Women in the conservative religious kingdom are being allowed both to run for office and to vote, although critics have said restrictions on both activities have made it hard on would-be women candidates and voters.
Among other things, women have complained of difficulties proving identity and residency and a limited number of registration centers, according to Human Rights Watch
Female candidates also were barred from speaking to male voters and required to segregate campaign offices, the organization said.
In the end, 979 women candidates and 130,637 women voters registered to participate
in the election, according to Saudi election officials. A total of 5,938 men are running for the local offices, which mostly oversee planning and development issues.
Voters will fill half of the seats. The King selects the other half, according to the U.S. State Department.
A significant step forward
More than 1.3 million men have registered to vote, according to the Saudi government.

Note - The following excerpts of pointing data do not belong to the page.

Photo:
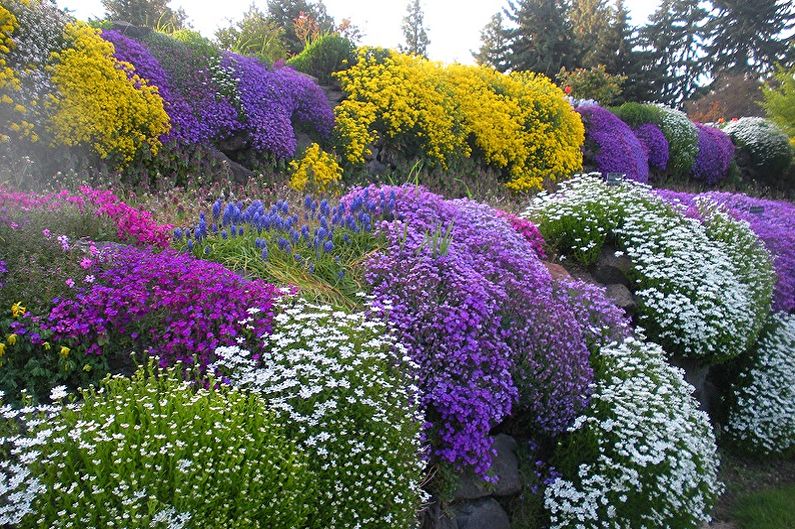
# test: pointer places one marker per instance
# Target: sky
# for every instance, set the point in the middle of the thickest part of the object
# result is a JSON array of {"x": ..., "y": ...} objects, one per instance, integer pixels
[{"x": 453, "y": 26}]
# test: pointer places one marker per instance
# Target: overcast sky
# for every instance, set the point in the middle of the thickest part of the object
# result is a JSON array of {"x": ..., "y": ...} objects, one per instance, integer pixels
[{"x": 453, "y": 26}]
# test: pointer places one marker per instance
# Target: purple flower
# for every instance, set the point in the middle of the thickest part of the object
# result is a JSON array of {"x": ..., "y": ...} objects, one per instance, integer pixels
[
  {"x": 611, "y": 145},
  {"x": 655, "y": 145}
]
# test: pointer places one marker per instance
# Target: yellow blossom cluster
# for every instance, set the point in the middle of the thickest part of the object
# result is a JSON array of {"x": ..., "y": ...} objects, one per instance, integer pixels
[
  {"x": 316, "y": 170},
  {"x": 519, "y": 122},
  {"x": 100, "y": 101},
  {"x": 9, "y": 83}
]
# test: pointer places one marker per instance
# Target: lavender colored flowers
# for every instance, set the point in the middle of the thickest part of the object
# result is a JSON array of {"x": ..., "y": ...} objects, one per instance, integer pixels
[
  {"x": 612, "y": 146},
  {"x": 715, "y": 153}
]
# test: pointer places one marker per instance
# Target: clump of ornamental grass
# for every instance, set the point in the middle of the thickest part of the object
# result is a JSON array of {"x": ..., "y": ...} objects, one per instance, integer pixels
[
  {"x": 762, "y": 415},
  {"x": 318, "y": 247},
  {"x": 699, "y": 286},
  {"x": 344, "y": 387},
  {"x": 642, "y": 455},
  {"x": 154, "y": 452}
]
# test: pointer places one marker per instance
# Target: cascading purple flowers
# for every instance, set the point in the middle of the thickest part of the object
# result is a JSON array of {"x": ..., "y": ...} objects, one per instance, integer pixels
[
  {"x": 185, "y": 128},
  {"x": 773, "y": 221},
  {"x": 611, "y": 145},
  {"x": 476, "y": 309},
  {"x": 715, "y": 153},
  {"x": 169, "y": 303},
  {"x": 654, "y": 143},
  {"x": 272, "y": 99}
]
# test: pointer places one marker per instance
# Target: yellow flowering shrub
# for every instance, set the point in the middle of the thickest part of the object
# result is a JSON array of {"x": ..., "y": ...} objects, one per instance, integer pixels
[
  {"x": 100, "y": 101},
  {"x": 518, "y": 122},
  {"x": 9, "y": 83},
  {"x": 316, "y": 170}
]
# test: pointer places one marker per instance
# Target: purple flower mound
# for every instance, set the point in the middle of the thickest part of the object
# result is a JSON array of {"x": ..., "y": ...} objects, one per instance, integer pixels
[
  {"x": 476, "y": 309},
  {"x": 169, "y": 303},
  {"x": 272, "y": 99},
  {"x": 611, "y": 145},
  {"x": 715, "y": 153},
  {"x": 654, "y": 143},
  {"x": 185, "y": 128},
  {"x": 775, "y": 227}
]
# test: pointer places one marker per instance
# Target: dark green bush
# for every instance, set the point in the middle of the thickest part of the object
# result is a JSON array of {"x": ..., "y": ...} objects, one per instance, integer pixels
[{"x": 326, "y": 55}]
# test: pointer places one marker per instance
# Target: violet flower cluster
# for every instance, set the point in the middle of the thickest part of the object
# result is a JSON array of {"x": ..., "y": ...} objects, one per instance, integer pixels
[
  {"x": 169, "y": 304},
  {"x": 270, "y": 101},
  {"x": 185, "y": 128},
  {"x": 773, "y": 221},
  {"x": 476, "y": 310},
  {"x": 611, "y": 145},
  {"x": 654, "y": 143},
  {"x": 715, "y": 154}
]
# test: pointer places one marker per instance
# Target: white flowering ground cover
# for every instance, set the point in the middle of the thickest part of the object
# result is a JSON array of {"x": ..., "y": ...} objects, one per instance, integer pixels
[
  {"x": 762, "y": 417},
  {"x": 642, "y": 456},
  {"x": 703, "y": 292},
  {"x": 341, "y": 382}
]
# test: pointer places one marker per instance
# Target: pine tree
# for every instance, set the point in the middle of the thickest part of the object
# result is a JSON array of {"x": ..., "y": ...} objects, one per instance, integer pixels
[
  {"x": 747, "y": 35},
  {"x": 674, "y": 39},
  {"x": 494, "y": 45},
  {"x": 145, "y": 13},
  {"x": 415, "y": 34},
  {"x": 590, "y": 24},
  {"x": 541, "y": 40}
]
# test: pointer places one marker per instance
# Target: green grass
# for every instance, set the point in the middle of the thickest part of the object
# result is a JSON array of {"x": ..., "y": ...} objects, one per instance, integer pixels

The move to allow women to vote has been described as a step forward for equality in the male-dominated kingdom.
"Saudi women have faced significant obstacles in their fight for their right to vote and run in the municipal council elections, but their participation on December 12 will send a strong signal to Saudi society that women are continuing the long march toward greater participation in public life," Sarah Leah Whitson, Middle East director for Human Rights Watch, said in a statement Monday.
But how much of an impact it will have is very much up in the air.
Fatin Bundagji, a spokeswoman for the women's suffrage movement in Saudia Arabia, told Foreign Policy
that much will depend on how women do in Saturday's voting.
"My fear is that at this stage we have momentum, but once things settle, and if women are not elected, life goes back to normal," she said. "The impact all depends on how the elections go."
Women's roles changing
Saudi Arabia's strict interpretation of Sunni Islam has given rise to an informal system of male guardianship over women that requires women be accompanied by a male guardian to travel or go to school.
They are required to cover their heads, and may not drive
Still, the role of women in the kingdom has slowly been evolving.
Saudi officials first proposed allowing women to vote in 2005, according to Human Rights Watch. The late King Abdullah, who died in January, issued a decree in 2011 ordering that women be allowed to vote in municipal elections and stand as candidates.
Two years later, he ordered that at least 20% of seats in the Consultative Council be set aside for women. The council advises the king and can propose laws. He appointed 30 women to the council a month later, according to the U.S. State Department.
The number of women in the Saudi workforce also has been increasing, from 23,000 in 2004 to more than 400,000 in 2015, according to the government.